If you’re not sure what a job description should include, we recommend using job description templates as a starting point. However, we have detailed below the basic areas that you need to cover.
Job titles should be descriptive and specific. Use words that everyone understands, not ones that are specific to your business.
The summary at the start should accurately summarize the role for the reader. Give them an overview of the position in just a short paragraph.
Responsibilities should include the overall outcomes that the position is responsible for. You also need to include the day-to-day tasks, but too many managers forget to add the outcomes expected. Also include how the position contributes to the mission of your organization, and where it fits into the structure.
Skills and Qualifications
Create a concise list of the skills the position requires. Sure, your ideal incumbent would be fantastic at everything under the sun. However, you need to distill these qualities down into just the ones which are crucial to success in the position.
Include both hard skills and soft skills. Hard skills are those which are technical and concrete. Soft skills are more about dealing with people and communication skills.
List a qualification when one is required for the position. If you are open to hiring those who have a similar qualification or no qualification but experience instead, then say that. Otherwise, you will miss out on some incredible people applying for the role.
Adding a salary range to the job description adds clarity for the applicant to know what salary to expect, and they can negotiate accordingly. Otherwise, people fly blind and completely overshoot or underestimate the salary for the position. Making it clear from the beginning manages the expectations of the applicant.
Also, add in any benefits your company offers. This might include health insurance, free lunches, office gym, tuition, and more.
JDs for Remote Roles
Job descriptions for remote roles need to include all the same things as a typical job description, as listed above. However, there will be some specific things that you may want to add due to the digital nature of the job.
Add Remote Work Requirements
Some companies have specific requirements for remote workers. This might include being logged onto your computer during your work hours or being able to answer calls during certain times of the day. Also, include here any location requirements you have. Does the person need to be based in the US, or can they be living anywhere across the world? Be specific or you may miss out on some fantastic applicants. If you are flexible on work hours, location, and other aspects of the role, then say that clearly too! It will be a great benefit if you are because plenty of people out there are looking for a flexible work environment.
Add More About Your Company
Remember that these remote workers may never set foot in your building. To get more of an idea about who you are and how you use remote workers, you can add information about this to the job description. For example, the candidate may be interested to know what percentage of your workers work remotely. Also, note if you only use remote workers for certain types of jobs.
Use Relevant Keywords
People who are interested in applying for remote work should be able to easily find the job description from your posting. You can help with this by adding keywords relevant to a remote working environment. Examples include the words virtual, remote, home office, and work from home. This will also help to make it clear that the job is remote and therefore weed out applicants who aren’t looking to work from home.
While communication is critical with any employee, it becomes even more important with a remote staff member. Without phone calls, emails, and video chats, you would otherwise never hear from this person. So, describe the communication requirements in the job description so that they know your expectations from the beginning. This may be daily video calls, monthly phone calls, or just regular email communication. Consider how much you need to hear from them and add it to the job description.

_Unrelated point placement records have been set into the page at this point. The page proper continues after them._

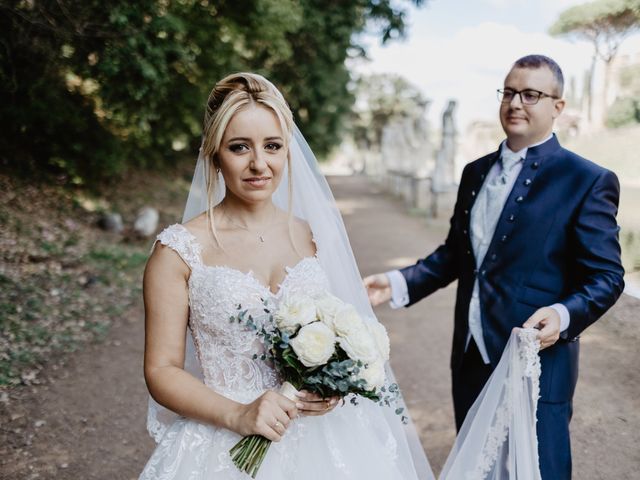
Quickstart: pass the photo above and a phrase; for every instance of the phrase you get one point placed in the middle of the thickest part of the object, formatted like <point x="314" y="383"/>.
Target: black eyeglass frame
<point x="501" y="95"/>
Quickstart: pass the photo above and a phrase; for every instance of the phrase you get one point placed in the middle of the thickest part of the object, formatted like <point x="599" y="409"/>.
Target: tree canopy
<point x="605" y="23"/>
<point x="90" y="88"/>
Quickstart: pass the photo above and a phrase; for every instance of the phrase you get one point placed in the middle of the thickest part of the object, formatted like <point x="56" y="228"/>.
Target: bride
<point x="260" y="224"/>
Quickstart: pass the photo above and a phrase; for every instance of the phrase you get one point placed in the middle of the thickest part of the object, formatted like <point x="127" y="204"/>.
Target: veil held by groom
<point x="533" y="242"/>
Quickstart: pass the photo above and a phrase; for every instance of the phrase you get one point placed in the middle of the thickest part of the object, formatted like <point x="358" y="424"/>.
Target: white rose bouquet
<point x="319" y="344"/>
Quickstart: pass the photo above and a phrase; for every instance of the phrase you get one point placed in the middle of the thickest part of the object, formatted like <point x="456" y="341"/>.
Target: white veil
<point x="313" y="202"/>
<point x="498" y="439"/>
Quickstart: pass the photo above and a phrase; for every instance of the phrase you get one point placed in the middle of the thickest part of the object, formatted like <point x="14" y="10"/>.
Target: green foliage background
<point x="91" y="88"/>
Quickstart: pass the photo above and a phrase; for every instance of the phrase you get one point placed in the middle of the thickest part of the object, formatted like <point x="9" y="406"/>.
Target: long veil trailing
<point x="498" y="439"/>
<point x="312" y="201"/>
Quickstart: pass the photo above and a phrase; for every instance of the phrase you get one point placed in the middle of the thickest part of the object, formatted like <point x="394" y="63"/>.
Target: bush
<point x="624" y="111"/>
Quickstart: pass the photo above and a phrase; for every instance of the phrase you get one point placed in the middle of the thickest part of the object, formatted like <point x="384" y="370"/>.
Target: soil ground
<point x="86" y="418"/>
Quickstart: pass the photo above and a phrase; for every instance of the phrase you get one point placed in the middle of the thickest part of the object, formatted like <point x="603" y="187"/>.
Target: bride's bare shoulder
<point x="303" y="236"/>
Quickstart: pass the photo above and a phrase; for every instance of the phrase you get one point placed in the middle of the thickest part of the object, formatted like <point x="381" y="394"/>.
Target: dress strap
<point x="182" y="241"/>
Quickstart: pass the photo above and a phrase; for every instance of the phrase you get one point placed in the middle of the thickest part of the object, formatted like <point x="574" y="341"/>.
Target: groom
<point x="533" y="242"/>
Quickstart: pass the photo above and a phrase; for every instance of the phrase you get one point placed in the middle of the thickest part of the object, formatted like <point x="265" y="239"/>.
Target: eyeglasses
<point x="527" y="96"/>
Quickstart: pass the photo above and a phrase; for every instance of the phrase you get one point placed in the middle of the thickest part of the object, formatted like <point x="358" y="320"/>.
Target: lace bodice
<point x="225" y="349"/>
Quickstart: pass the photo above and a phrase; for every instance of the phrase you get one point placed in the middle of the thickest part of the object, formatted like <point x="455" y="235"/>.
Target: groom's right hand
<point x="378" y="288"/>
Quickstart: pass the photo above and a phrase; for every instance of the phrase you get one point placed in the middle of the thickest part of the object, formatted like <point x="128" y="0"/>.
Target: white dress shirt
<point x="484" y="218"/>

Flexible workers will require equipment to undertake the tasks of their job. Do you supply this, and have it shipped to them? If not, you will need to state what you expect them to have to undertake the duties of the role. This might include a laptop, monitor, keyboard, and more. It will be crucial that the person has access to high-speed, reliable internet for all of the video calls you will have to stay in touch with them.
Hiring a remote employee doesn’t have to be difficult. By adding in all of your expectations into the job description, you will both have clarity on what is required of them. Start out on the right foot with an excellent job description.